I returned home in the morning darkness. Jennifer and I held each other and tried to talk through the events of the last twenty-four hours, but nothing made any sense. The only thing that seemed real was our sadness and despair, yet the deep tears did not come. I do not know why, maybe I needed some space to make it through the night and the day.
“Jesus wept,” (John 11:35). For me this is one of the most powerful and healing verses in scripture. When Jesus sees Mary and her companions weeping over Lazarus’ death, Jesus enters their sorrow and weeps with them. His tears are not light like a soft summer rain but deep tears where his whole body trembles. “He was greatly disturbed in spirit and deeply moved” (John 11:33).

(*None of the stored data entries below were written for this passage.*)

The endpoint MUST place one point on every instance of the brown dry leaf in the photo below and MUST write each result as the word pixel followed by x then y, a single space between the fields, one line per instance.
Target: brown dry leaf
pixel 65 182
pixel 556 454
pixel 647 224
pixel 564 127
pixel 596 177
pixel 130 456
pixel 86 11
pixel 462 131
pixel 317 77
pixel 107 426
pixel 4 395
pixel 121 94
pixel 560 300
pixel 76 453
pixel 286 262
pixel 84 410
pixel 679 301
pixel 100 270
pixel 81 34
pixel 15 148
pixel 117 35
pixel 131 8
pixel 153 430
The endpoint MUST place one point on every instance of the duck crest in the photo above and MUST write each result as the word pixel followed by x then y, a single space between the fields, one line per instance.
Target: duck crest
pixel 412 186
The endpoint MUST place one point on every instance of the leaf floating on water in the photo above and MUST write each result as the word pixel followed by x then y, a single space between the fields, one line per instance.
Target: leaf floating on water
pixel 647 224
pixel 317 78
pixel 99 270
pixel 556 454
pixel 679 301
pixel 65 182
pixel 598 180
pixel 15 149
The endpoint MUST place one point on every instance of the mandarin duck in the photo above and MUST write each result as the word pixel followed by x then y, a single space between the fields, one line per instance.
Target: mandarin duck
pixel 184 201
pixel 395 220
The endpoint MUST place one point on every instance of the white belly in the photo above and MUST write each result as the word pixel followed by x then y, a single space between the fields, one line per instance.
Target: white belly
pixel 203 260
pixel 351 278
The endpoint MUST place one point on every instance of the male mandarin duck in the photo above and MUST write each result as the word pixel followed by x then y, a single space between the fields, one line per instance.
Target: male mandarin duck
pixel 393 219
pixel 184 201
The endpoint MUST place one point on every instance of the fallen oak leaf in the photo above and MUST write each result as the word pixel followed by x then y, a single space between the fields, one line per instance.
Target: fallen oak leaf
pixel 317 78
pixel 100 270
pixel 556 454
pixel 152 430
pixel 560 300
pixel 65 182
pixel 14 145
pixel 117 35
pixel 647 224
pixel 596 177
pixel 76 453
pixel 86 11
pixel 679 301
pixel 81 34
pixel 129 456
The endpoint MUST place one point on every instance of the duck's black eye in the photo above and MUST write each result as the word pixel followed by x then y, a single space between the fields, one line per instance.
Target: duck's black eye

Father Richard Rohr says, “The weeping mode really is a different way of being in the world.” We often try to avoid or deny our pain; Jesus accepts it and experiences it. When we weep, “we are free to feel the tragedy of things, the sadness of things” says Rohr. Deep, unabridged tears pierce our hearts. Alan Jones writes, “Tears soften the hardened and dried out soul, making it receptive and alive. Tears clear the mind. They soften, clarify, and open.”
I remember like yesterday when our young, healthy Labrador Luke died after my father passed. I had not wept. In the middle of a snowstorm, I carried Luke, wrapped in his blanket, in my arms to his grave on a hillside full of pinyon, juniper, sage, and rabbits and deer. When Luke ran through the hills, I marveled at his joy. I placed him in his grave and I “wept” as the tears came down like the winter snow. The grief, the sorrow, and the weight that I had been holding in with my father’s and Luke’s passing came pouring out.
The Reverend Alan Jones says, “Something positive is released when tears flow. They have a liberating and cathartic effect.” When we cry, we surrender to the heart of God, and we open ourselves to love. We feel more alive than ever. Life is precious, sacred, and brief; and tears move us to love, to forgive, and to heal. Tears allow us to begin letting go of our sorrow and to begin learning to love anew. It usually happens over a period of time.
Two days after my mom died, I woke up with a start. “How did this happen? She was fine. Was I a good son? Did I love enough? Why didn’t I have more time for mom?” Jennifer and I talked and questioned. Then the tears came. “They only come when we realize we can’t fix it and we can’t change it,” says Rohr. Somehow, through the Grace of God, tears start the healing and cleansing process. “They are a gift, and their fruit is always joy,” writes Alan Jones.
We often do not know what to do with our sorrow, grief, and pain. I struggle with it. Rohr defines grief as “unfinished hurt.” May we spend time with our pain, hold it and learn from it. And, when the tears come, and they always do, may we let them flow and may we enter new life. May our tears be “agents of resurrection and transformation.”